The consequences should be severe, but should not prevent the company from finding ways to learn from their mistakes. There's a middle ground here: if there's no consequences, then we get careless implementations without improvement. If the consequence is bankruptcy, then there's no version of the tech that would ever be released by a respectable company. So we need something in the middle, where the consequences are severe enough to motivate good tech, but not severe enough to block the tech altogether.

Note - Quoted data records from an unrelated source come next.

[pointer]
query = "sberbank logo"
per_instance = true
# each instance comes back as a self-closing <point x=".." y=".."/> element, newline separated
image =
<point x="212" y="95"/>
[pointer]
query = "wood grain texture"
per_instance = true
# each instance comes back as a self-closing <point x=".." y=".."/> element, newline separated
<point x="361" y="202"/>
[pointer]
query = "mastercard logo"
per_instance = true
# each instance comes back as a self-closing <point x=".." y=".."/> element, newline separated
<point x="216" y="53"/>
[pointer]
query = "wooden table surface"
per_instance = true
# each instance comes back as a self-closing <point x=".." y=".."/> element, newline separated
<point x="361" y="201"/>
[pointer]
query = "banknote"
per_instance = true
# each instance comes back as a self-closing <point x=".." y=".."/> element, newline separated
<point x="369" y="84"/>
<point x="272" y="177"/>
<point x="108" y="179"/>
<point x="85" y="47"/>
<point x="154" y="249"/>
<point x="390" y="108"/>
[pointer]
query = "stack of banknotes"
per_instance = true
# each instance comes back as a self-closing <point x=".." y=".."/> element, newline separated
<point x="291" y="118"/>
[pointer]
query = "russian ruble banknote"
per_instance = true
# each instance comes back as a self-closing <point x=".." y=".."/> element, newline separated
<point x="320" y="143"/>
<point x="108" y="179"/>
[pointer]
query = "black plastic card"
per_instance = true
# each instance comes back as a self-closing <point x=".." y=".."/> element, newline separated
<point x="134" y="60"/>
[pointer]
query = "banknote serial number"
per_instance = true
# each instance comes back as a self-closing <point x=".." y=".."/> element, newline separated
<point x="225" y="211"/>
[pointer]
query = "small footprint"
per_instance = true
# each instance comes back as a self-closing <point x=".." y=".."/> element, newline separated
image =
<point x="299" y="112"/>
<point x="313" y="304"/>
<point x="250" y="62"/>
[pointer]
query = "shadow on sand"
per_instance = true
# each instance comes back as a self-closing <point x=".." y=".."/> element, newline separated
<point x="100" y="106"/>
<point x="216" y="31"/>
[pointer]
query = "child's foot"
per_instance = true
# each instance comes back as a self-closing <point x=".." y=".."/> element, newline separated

The tech is inevitable IMO, so I disagree that bankruptcy shouldn't be on the table given the potential for harm (an errant update could result in nationwide or worldwide catastrophies). You want to be the first to deliver self driving? Better make sure it works.
> The tech is inevitable IMO

That's where we disagree. I think it would be entirely possible to prevent development permanently (or almost...50-100 years or more) if the regulations are too harsh.

Even with some fatalities, I think self driving could reduce total deaths. Perfect is the enemy of the good.

Well, there are already companies that accept nigh-unlimited liability for the consequences of car accidents - insurance companies. And drivers are used to paying enough in insurance premiums to cover the costs of the payouts.

Accepting liability for car accidents isn't necessarily a death sentence for a car company, any more that it is for an insurance company. Just instead of paying a $x00/year insurance fee you'll be paying an $x00/year self-driving subscription fee.